ATLANTA -- A new study offers both hope and a practical treatment option for patients with giant cell arteritis (GCA). Researchers from Emory University and the Mayo Clinic have found that by treating newly diagnosed GCA patients with just three days of a high-dose intravenous steroid, patients relapsed less in the following year and were able to significantly taper off usage of an oral steroid. The study is published in the October issue of the journal Arthritis & Rheumatism.

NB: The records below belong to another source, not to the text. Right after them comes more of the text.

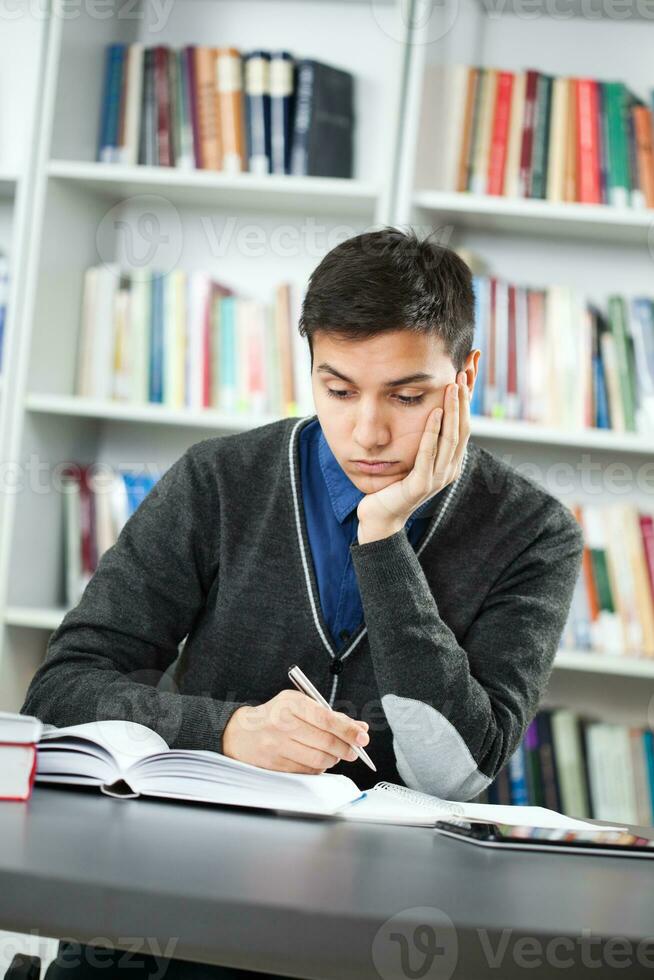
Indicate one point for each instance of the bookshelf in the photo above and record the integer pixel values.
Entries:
(598, 249)
(209, 215)
(595, 248)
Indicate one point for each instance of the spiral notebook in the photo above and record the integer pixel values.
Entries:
(391, 803)
(126, 760)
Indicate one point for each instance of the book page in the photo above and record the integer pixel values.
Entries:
(124, 742)
(392, 803)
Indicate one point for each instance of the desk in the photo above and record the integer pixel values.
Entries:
(309, 897)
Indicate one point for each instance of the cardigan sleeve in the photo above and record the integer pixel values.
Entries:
(457, 711)
(110, 651)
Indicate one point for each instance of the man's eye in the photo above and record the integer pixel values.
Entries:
(403, 399)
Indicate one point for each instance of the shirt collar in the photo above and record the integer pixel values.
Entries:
(343, 494)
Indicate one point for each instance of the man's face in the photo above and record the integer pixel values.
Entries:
(368, 419)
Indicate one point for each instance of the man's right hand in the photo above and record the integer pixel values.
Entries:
(292, 733)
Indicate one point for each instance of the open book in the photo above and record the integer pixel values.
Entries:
(126, 760)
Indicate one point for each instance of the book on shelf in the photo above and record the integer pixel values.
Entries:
(97, 504)
(581, 767)
(612, 608)
(125, 760)
(217, 108)
(531, 134)
(184, 340)
(552, 358)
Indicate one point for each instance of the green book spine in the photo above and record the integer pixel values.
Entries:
(618, 147)
(541, 136)
(618, 324)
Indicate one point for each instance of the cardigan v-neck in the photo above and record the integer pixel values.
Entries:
(434, 509)
(329, 501)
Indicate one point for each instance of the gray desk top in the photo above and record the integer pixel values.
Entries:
(309, 897)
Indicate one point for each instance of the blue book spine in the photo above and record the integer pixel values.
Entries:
(110, 118)
(602, 421)
(156, 340)
(648, 737)
(281, 111)
(518, 777)
(480, 286)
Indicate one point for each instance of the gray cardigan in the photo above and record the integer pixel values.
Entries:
(448, 668)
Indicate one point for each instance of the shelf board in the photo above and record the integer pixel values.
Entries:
(71, 405)
(524, 216)
(274, 192)
(528, 432)
(484, 428)
(605, 663)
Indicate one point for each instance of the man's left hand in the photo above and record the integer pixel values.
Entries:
(438, 462)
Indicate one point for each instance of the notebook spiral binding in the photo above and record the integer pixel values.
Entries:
(421, 799)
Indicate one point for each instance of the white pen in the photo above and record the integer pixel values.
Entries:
(304, 685)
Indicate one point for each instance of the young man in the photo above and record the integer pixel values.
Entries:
(424, 596)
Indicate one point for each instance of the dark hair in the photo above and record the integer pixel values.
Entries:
(391, 280)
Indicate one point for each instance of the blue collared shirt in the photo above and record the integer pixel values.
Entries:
(330, 501)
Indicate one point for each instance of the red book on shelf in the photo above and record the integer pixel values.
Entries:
(512, 401)
(588, 182)
(207, 348)
(587, 570)
(500, 132)
(191, 82)
(647, 529)
(526, 147)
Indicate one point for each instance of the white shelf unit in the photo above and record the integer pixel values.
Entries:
(76, 198)
(79, 208)
(597, 249)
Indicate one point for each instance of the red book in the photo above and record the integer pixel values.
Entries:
(588, 181)
(526, 147)
(647, 529)
(512, 367)
(191, 83)
(490, 364)
(207, 347)
(500, 132)
(162, 97)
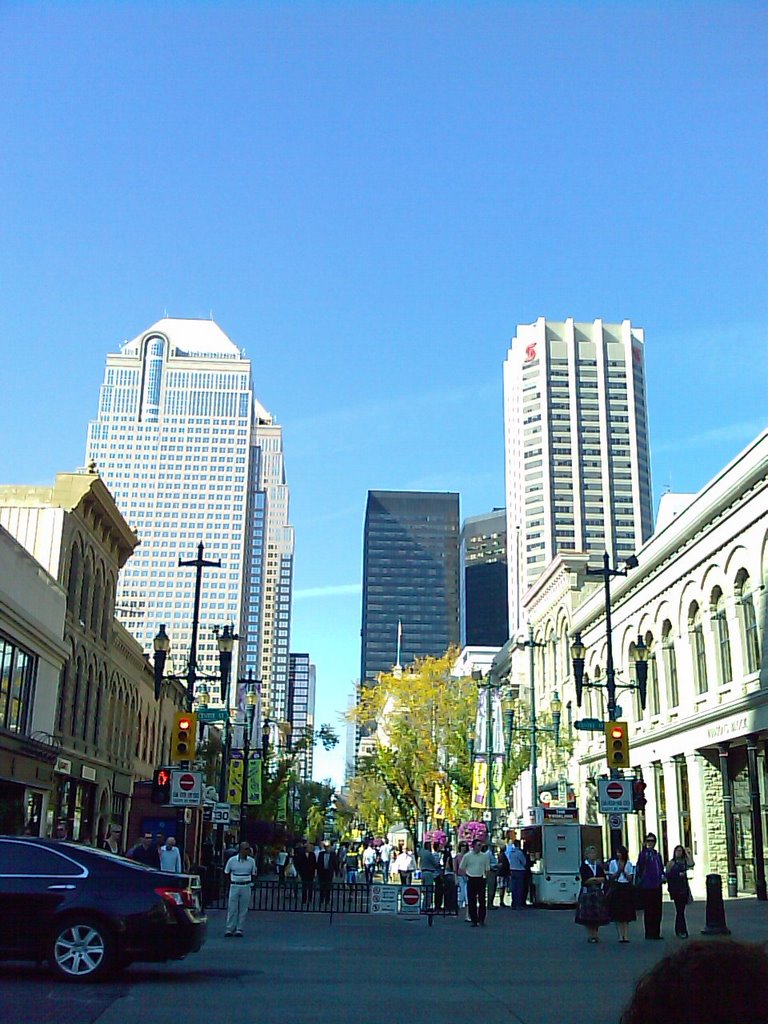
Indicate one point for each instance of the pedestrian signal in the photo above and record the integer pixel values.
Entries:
(617, 744)
(183, 736)
(161, 785)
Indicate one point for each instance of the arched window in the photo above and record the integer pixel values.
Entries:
(722, 636)
(698, 654)
(670, 665)
(654, 704)
(750, 635)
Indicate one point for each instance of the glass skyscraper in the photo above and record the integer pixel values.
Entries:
(410, 578)
(176, 439)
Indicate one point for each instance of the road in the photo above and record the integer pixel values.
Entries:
(531, 968)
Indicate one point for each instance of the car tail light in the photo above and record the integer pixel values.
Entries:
(178, 897)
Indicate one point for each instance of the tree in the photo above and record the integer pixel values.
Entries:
(422, 718)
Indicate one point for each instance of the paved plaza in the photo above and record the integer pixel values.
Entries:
(531, 967)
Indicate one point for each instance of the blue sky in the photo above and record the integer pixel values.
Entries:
(369, 198)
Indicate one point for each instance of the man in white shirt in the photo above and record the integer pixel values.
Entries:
(170, 858)
(476, 866)
(241, 870)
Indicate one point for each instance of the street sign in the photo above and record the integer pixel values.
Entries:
(186, 788)
(209, 715)
(614, 795)
(220, 814)
(383, 899)
(410, 898)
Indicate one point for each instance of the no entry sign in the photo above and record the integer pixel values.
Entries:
(614, 795)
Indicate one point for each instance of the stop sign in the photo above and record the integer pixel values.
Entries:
(410, 895)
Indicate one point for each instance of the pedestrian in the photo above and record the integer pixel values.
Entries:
(170, 858)
(678, 887)
(502, 876)
(327, 863)
(385, 855)
(620, 892)
(369, 863)
(461, 877)
(517, 864)
(476, 866)
(144, 852)
(241, 870)
(404, 864)
(592, 910)
(352, 864)
(306, 865)
(649, 879)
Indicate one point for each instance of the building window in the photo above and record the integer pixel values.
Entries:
(750, 635)
(722, 636)
(698, 654)
(670, 665)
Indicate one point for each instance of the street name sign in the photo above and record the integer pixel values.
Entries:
(186, 787)
(614, 796)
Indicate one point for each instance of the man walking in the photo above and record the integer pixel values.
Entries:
(476, 865)
(170, 858)
(327, 865)
(241, 870)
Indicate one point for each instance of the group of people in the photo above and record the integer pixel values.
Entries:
(614, 892)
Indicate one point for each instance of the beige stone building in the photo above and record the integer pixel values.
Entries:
(105, 722)
(697, 599)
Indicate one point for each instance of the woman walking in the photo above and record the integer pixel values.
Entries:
(591, 910)
(677, 883)
(621, 897)
(649, 871)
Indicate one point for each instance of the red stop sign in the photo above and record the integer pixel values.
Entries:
(410, 895)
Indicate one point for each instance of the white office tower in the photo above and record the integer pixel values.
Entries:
(174, 440)
(577, 446)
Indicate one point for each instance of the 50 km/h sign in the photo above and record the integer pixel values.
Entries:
(614, 795)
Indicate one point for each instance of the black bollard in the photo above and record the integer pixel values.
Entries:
(715, 908)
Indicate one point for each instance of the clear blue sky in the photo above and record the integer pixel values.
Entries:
(369, 198)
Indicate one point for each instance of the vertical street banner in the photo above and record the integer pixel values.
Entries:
(480, 783)
(254, 779)
(235, 781)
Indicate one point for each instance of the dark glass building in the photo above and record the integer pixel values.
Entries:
(410, 577)
(483, 565)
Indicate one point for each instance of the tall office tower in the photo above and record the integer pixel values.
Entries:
(410, 578)
(276, 577)
(482, 559)
(174, 440)
(577, 446)
(301, 682)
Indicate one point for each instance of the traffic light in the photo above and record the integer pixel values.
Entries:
(183, 736)
(638, 795)
(616, 744)
(161, 785)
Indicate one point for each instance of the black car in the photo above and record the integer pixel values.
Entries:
(88, 912)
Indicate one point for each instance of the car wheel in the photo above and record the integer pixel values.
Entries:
(81, 949)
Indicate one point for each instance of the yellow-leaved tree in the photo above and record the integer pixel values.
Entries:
(418, 723)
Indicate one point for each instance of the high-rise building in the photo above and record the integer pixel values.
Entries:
(577, 446)
(176, 438)
(301, 680)
(410, 578)
(482, 557)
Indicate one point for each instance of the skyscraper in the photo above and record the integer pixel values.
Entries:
(176, 439)
(577, 446)
(484, 611)
(410, 578)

Giant cell arteritis is characterized by inflammation of arteries, primarily in the head, and affects 20 out of every 100,000 people. GCA inflammation may lead to swelling and headaches, or, as it progresses, vision loss, strokes and aortic aneurysms. While past research has shown a genetic link to the disease, which primarily affects Caucasian women over the age of 50, there is no known cause or cure.

For the last 40 years, physicians have been able to treat and reverse some symptoms of GCA by prescribing prednisone, to be taken daily over a year or more. "Patients improve promptly and reliably, within days of when we treat them," says Cornelia M. Weyand, MD, PhD, co-director of the Kathleen B. and Mason I. Lowance Center for Human Immunology at Emory University and an author of the paper. "The problem is that patients have to take prednisone for a long time and in high doses, and they are at risk of developing side effects." Common side effects include hypertension, diabetes and osteoporosis.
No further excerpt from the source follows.